Data Source: A study of a French national registry of all patients with opportunistic infections while they were on TNFi agents, and case-control analysis of 43 patients with 45 non-TB opportunistic infections and 3 matched control patients without infection on anti-TNF agents.
Disclosures: Some of Dr. Salmon-Ceron's coauthors have been consultants or speakers for Abbott, Schering Plough, UCB, or Wyeth. The study was funded by Abbott, Schering Plough, Wyeth, and INSERM (Institut National de la Santé et de la Recherche Médicale.
Patients taking monoclonal anti–tumor necrosis factor antibody therapy were more likely than those on soluble TNF inhibiting therapy to develop opportunistic infections, other than tuberculosis, in a study of a French national registry.
Of the three TNFi agents used in France in 2004-2007, infliximab was associated with an 18-fold increased risk and adalimumab was associated with a 10-fold increased risk for nontuberculosis opportunistic infection, compared with etanercept, Dr. Dominique Salmon-Ceron and her associates reported. A higher incidence of opportunistic infection with infliximab or adalimumab, compared with etanercept, did not reach statistical significance because of the rarity of the infections. But the findings are supported by previous reports from the Food and Drug Administration, a Spanish registry, a study of 21 Japanese patients, and other accounts of a greater risk for opportunistic infection with infliximab, compared with etanercept, the investigators noted (Ann. Rheum. Dis. 2010 Dec. 21 [doi:10.1136/ard.2010. 137422]).
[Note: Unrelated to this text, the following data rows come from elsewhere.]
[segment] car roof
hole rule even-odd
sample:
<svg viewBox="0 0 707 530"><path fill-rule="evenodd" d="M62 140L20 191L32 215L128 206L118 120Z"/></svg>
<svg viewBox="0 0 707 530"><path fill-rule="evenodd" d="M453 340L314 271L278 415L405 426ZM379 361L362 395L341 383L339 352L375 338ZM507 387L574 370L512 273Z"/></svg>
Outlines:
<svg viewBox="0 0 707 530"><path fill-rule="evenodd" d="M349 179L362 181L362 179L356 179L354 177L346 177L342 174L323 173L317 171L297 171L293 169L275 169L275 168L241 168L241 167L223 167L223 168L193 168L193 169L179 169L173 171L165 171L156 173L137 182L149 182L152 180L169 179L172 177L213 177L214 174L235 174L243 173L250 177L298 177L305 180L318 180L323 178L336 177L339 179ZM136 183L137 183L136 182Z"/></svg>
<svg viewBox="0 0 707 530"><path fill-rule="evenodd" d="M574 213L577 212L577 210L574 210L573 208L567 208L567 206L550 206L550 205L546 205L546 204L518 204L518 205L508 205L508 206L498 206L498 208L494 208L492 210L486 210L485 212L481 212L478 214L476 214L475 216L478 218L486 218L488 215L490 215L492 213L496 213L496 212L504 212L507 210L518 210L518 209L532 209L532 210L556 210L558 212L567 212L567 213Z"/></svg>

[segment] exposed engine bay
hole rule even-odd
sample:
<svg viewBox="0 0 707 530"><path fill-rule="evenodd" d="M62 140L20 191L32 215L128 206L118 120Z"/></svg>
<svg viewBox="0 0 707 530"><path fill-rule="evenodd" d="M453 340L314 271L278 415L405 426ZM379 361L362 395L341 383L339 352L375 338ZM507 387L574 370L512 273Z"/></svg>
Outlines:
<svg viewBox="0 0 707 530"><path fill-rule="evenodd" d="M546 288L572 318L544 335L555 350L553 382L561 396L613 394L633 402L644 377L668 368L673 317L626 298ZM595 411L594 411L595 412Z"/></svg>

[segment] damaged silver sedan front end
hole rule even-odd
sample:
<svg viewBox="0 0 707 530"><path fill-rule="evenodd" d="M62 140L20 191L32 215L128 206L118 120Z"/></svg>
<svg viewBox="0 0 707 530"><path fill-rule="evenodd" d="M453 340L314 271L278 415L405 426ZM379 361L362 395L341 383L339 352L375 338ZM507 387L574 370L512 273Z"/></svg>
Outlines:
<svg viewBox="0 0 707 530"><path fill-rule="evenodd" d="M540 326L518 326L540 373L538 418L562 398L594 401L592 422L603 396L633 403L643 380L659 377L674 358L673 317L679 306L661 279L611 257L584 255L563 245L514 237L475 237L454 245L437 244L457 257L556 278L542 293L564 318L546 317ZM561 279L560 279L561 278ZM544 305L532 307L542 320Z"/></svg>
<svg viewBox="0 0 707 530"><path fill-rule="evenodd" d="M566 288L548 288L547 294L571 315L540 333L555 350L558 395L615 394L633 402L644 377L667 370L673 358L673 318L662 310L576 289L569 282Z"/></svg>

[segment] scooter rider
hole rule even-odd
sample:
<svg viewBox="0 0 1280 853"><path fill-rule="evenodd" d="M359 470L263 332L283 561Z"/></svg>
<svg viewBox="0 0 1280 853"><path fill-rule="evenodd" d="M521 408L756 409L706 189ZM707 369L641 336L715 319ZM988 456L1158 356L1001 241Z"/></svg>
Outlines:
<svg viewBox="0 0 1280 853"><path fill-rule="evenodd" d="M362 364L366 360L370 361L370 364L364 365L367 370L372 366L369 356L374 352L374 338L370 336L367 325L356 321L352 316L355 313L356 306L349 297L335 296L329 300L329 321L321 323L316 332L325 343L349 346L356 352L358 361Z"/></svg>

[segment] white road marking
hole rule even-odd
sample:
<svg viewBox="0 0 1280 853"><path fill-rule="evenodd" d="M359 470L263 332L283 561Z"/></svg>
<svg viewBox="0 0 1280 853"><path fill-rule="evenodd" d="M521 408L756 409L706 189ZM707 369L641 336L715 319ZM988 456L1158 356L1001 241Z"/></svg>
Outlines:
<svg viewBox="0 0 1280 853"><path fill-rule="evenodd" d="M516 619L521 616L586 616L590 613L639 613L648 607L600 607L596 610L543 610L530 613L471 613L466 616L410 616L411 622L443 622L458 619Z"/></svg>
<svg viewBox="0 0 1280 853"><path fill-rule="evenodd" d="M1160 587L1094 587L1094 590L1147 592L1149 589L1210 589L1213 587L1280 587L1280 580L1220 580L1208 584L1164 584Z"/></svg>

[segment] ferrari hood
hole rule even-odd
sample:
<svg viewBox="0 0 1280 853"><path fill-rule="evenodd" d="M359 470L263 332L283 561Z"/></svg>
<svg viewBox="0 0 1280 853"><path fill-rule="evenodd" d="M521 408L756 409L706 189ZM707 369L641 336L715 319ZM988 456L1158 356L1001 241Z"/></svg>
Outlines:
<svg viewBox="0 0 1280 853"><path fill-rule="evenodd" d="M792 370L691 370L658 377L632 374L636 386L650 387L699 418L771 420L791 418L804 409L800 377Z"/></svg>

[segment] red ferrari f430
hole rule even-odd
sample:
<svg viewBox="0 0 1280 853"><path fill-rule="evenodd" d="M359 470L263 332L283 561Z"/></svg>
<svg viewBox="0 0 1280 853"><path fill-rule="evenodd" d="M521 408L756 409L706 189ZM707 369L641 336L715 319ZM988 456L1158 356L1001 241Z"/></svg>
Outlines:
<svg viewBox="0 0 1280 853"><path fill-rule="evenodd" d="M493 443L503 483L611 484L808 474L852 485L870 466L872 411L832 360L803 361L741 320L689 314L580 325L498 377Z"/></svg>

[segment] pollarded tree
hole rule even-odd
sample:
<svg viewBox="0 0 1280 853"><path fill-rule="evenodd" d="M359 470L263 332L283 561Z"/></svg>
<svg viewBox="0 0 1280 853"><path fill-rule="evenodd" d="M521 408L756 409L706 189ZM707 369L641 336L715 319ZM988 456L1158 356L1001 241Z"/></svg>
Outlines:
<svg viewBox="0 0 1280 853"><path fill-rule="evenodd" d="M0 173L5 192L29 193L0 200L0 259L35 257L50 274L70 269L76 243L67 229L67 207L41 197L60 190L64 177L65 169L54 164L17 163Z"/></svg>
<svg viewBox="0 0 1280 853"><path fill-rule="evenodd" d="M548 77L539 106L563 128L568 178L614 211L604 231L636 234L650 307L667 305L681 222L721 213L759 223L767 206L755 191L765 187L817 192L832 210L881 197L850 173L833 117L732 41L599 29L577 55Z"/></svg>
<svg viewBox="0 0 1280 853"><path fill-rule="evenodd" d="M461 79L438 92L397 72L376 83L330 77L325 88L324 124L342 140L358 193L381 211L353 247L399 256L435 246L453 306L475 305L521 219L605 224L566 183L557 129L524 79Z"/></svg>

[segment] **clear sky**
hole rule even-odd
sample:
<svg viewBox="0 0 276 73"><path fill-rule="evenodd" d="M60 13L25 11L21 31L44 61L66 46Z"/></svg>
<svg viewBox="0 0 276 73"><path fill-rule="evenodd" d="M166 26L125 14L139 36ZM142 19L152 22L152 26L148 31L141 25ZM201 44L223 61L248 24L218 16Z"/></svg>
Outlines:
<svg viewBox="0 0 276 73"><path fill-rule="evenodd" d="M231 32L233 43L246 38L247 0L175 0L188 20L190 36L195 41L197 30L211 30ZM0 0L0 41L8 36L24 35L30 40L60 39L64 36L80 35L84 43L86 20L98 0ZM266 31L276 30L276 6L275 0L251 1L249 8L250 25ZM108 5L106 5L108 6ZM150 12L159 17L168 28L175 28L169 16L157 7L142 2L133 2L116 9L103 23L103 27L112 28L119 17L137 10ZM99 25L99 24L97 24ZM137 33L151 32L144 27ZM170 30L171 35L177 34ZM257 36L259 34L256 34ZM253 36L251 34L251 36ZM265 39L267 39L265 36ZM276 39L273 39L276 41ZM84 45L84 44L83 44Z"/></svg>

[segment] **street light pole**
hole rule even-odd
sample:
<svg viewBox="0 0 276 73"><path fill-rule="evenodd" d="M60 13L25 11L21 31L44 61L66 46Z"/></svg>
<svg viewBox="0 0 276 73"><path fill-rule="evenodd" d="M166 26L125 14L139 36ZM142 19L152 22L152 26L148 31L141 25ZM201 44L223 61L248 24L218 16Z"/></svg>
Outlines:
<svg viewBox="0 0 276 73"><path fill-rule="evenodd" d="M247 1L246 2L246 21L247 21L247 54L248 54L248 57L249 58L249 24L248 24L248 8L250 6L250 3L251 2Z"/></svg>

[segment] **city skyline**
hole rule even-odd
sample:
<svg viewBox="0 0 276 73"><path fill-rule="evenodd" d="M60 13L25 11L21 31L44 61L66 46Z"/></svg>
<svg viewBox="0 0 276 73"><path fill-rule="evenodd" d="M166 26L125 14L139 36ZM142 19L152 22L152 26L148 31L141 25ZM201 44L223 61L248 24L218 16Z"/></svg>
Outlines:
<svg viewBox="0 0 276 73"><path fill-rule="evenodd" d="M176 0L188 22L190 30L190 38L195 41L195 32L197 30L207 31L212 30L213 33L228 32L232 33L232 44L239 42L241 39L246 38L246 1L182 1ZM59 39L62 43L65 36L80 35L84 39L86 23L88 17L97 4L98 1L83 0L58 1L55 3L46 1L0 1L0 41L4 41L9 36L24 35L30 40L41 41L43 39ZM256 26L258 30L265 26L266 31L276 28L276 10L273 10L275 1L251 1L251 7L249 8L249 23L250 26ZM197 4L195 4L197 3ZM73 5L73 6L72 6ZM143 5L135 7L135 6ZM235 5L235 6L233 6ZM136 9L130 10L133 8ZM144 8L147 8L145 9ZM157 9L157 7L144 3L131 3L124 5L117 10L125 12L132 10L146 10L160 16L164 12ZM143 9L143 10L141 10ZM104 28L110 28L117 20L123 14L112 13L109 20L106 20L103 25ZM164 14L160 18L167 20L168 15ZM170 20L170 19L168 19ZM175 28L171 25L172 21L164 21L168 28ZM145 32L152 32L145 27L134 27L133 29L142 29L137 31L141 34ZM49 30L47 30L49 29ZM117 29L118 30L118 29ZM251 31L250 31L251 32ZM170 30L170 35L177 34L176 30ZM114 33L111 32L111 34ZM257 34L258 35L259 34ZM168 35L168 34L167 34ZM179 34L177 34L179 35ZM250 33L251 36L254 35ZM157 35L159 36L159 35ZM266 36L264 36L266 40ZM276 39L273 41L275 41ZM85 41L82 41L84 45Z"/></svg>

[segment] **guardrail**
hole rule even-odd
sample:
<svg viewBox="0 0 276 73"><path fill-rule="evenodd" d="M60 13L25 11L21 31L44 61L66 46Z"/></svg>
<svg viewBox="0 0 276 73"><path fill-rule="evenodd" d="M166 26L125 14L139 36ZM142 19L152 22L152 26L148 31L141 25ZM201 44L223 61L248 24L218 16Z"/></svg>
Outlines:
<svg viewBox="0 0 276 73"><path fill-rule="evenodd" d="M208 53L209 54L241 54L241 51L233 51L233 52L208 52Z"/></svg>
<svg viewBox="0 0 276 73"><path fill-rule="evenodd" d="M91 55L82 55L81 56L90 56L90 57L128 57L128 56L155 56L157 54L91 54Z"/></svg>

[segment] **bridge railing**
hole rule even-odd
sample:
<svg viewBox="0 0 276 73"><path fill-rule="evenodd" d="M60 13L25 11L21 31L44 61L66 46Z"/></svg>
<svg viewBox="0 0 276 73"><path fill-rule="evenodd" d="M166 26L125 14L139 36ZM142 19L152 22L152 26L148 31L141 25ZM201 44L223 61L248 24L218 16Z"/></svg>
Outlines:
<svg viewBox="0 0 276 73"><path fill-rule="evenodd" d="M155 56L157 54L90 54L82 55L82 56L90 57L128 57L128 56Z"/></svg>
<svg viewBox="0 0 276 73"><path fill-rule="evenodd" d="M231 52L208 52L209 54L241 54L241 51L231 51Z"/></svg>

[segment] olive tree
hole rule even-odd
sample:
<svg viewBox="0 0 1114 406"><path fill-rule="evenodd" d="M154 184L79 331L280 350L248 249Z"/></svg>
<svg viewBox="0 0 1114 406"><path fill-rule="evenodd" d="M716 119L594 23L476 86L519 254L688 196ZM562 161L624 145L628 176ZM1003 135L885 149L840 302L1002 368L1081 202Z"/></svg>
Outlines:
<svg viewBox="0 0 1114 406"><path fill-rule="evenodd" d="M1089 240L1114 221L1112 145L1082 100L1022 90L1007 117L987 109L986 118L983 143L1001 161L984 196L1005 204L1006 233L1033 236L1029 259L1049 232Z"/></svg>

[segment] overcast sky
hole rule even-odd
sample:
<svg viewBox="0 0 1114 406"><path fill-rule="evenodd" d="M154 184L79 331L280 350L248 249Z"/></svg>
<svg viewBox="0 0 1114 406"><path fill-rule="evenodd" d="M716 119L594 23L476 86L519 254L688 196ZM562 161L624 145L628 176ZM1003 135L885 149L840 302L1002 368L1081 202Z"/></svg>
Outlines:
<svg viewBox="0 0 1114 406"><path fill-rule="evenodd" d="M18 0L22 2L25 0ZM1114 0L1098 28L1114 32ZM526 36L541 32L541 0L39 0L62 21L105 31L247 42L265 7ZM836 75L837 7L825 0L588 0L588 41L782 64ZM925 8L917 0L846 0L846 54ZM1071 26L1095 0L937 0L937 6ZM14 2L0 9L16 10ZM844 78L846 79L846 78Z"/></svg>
The study also identified a third risk factor: treatment with more than 10 mg/day of oral steroids or IV steroid boluses during the year before a diagnosis of non-TB opportunistic infection. Previous studies also identified this risk factor in patients with rheumatoid arthritis or systemic lupus erythematosus, so the current analysis “strengthens the need to avoid high doses of steroids for patients receiving anti-TNF agents,” reported Dr. Salmon-Ceron, who is professor of infectious diseases at Université René Descartes, Paris, as well as a member of the staff at of Hôpital Cochin in that city.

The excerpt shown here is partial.